At his generally heteronormative high school, the queer community was underrepresented and a sense of homophobia lingered, keeping Negrete from fully expressing himself.
“During high school I was held back from even thinking of the possibility of an alternative to life or gender expression,” he said. “We’re taught through institutions such as the school system, our parents, culture, and in the case of Latino/Chicano culture, the Catholic religion.”
Raised in a Catholic home, Negrete said his Mexican-American culture hindered him from accepting his queer identity.
“In high school I was very internally against, and I tried not to think about it. I tried to occupy my mind through extracurriculars, academics and plans to go on to higher education,” Negrete said. “I looked at [other activities] as an escape from thinking about it.”
While Negrete assumes his parents will accept his queer identity on some level, he is still hesitant to fully discuss it.
“In high school I was very concerned about my family, in terms of my family not accepting it and me thinking it was wrong and disgraceful,” he said.
Negrete still has not directly told his family, but assumes they know because of his increased confidence in college.
“Till today, it’s still an issue. It hasn’t been directly stated yet — it’s kind of invisible. I go back home after all these years and I’m sure they sense that I have this new confidence and a new perspective of life,” Negrete said. “I think yes, [my parents would accept me] because of the sense of love. But I also think it will take time and, internally they’re still not used to challenging they way they’re brought up.”
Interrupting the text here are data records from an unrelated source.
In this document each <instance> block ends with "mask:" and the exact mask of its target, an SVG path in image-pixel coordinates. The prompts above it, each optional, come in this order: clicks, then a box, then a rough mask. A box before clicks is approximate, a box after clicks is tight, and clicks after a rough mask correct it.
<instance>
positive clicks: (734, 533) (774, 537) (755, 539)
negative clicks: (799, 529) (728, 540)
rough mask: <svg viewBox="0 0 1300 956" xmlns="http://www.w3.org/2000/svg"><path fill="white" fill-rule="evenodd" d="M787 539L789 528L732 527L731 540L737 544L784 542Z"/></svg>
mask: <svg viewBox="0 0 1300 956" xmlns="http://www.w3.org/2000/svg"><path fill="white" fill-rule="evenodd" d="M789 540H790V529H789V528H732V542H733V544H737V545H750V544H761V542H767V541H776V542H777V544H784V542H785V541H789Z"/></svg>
However, his father’s background as a migrant from Mexico and separation from his family leads Negrete to assume that his father will most likely be more understanding.
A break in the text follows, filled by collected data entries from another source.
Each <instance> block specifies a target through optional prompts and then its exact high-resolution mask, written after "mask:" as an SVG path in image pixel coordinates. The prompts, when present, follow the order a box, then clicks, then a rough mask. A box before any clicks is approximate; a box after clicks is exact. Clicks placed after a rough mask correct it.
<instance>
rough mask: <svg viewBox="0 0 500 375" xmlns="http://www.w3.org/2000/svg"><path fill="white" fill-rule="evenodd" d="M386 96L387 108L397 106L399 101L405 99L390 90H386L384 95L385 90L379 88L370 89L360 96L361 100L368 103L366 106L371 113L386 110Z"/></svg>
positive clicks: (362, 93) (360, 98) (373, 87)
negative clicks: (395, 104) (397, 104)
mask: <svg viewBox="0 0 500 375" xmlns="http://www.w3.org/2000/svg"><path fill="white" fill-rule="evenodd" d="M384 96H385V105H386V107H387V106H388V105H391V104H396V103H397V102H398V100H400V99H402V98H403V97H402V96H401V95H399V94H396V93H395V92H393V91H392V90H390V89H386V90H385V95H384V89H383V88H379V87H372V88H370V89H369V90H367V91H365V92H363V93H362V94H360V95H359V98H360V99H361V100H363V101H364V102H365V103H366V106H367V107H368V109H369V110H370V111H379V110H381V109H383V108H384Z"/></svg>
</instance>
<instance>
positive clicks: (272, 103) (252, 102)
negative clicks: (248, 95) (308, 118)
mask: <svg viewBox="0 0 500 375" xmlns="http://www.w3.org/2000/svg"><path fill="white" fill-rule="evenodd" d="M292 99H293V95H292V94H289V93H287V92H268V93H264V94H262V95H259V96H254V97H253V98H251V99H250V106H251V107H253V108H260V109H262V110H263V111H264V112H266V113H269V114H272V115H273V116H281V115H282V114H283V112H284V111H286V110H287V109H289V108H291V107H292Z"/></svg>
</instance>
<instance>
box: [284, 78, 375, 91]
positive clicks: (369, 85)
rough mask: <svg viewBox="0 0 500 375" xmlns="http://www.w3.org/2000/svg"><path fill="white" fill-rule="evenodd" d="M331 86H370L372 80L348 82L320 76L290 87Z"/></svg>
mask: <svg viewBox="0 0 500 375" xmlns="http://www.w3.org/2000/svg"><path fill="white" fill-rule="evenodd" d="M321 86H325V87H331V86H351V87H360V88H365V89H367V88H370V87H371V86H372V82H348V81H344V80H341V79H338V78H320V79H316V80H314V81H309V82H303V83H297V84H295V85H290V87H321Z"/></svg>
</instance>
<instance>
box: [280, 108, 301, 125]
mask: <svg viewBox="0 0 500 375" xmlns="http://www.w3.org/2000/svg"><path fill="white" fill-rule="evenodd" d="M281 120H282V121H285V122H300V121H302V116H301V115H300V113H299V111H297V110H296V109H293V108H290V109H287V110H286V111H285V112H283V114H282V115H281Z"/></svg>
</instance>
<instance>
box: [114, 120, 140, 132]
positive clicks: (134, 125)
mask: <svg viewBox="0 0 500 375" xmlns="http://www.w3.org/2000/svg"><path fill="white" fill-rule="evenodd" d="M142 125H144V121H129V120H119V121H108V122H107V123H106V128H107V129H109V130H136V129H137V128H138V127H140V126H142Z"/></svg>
“He’s gone through the struggles of feeling singled out and being isolated,” he said.
From a queer Chicano perspective, Negrete discusses the “two pillars of oppression.”
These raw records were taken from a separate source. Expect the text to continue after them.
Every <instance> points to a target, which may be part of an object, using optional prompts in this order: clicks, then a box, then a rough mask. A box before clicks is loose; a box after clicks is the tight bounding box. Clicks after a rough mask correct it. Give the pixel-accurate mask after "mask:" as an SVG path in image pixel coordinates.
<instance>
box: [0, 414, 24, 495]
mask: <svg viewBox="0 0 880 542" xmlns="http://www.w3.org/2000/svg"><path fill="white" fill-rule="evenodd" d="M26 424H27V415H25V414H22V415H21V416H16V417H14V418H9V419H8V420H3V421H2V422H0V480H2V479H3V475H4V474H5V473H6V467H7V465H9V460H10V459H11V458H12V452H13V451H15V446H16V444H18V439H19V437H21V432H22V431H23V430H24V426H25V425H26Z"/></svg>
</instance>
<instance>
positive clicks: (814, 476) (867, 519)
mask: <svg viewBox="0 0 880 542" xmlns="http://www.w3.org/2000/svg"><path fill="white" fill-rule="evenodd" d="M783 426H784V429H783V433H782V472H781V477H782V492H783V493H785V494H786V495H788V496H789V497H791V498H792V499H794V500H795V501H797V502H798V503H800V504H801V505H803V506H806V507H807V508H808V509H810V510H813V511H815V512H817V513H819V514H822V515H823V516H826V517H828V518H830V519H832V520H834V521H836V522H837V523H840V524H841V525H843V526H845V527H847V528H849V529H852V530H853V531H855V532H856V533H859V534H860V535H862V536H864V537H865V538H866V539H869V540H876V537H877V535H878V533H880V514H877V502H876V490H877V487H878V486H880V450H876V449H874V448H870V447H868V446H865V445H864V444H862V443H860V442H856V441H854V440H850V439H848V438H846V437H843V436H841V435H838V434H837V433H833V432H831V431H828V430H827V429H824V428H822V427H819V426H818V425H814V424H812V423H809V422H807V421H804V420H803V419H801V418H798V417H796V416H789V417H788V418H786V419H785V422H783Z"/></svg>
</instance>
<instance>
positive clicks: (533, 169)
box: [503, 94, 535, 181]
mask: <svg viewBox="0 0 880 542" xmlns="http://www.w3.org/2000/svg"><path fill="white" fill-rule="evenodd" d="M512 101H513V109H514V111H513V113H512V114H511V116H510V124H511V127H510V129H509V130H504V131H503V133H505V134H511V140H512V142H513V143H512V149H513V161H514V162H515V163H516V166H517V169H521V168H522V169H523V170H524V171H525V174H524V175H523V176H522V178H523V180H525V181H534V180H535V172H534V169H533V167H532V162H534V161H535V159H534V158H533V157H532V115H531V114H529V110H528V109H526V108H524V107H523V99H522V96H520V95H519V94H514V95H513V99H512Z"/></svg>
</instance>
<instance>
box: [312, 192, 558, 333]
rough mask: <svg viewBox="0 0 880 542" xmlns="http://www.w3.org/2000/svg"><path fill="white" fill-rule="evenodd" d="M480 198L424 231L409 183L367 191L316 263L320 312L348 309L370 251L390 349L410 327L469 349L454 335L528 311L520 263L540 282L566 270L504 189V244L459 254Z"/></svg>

“Being Chicano, you’re often singled out because of being a minority in the United States,” Negrete said. “And by being Chicano queer, you’re singled out by your own Chicano community and family. I don’t belong here, and I don’t belong there.”
In his transition from his first to his second year, Negrete made his queer identity public in a gradual process as a result of his classes, Rainbow Theater, involvement with Familia Equis, a group dedicated to creating a space of healing for students with queer and Latino/Chicano identities, and allies at the Cantu Center.
For queer individuals who have not come out, Negrete advises they take all the time they need.
“It’s a process of coming out to yourself first — coming out to yourself and coming to terms with the way you felt growing up, your attractions, and just being honest to yourself,” he said. “There’s no need to actually make it public and think about what the world is going to say. It’s not like when you meet someone you ask, ‘Are you straight?’ It really shouldn’t really matter.”
About the Series: Coming Out
October is LGBT History Month. In honor of the month, City on a Hill Press sat down with members of the LGBT community to hear their coming-out stories and insights into what it means to be queer and questioning in 2011.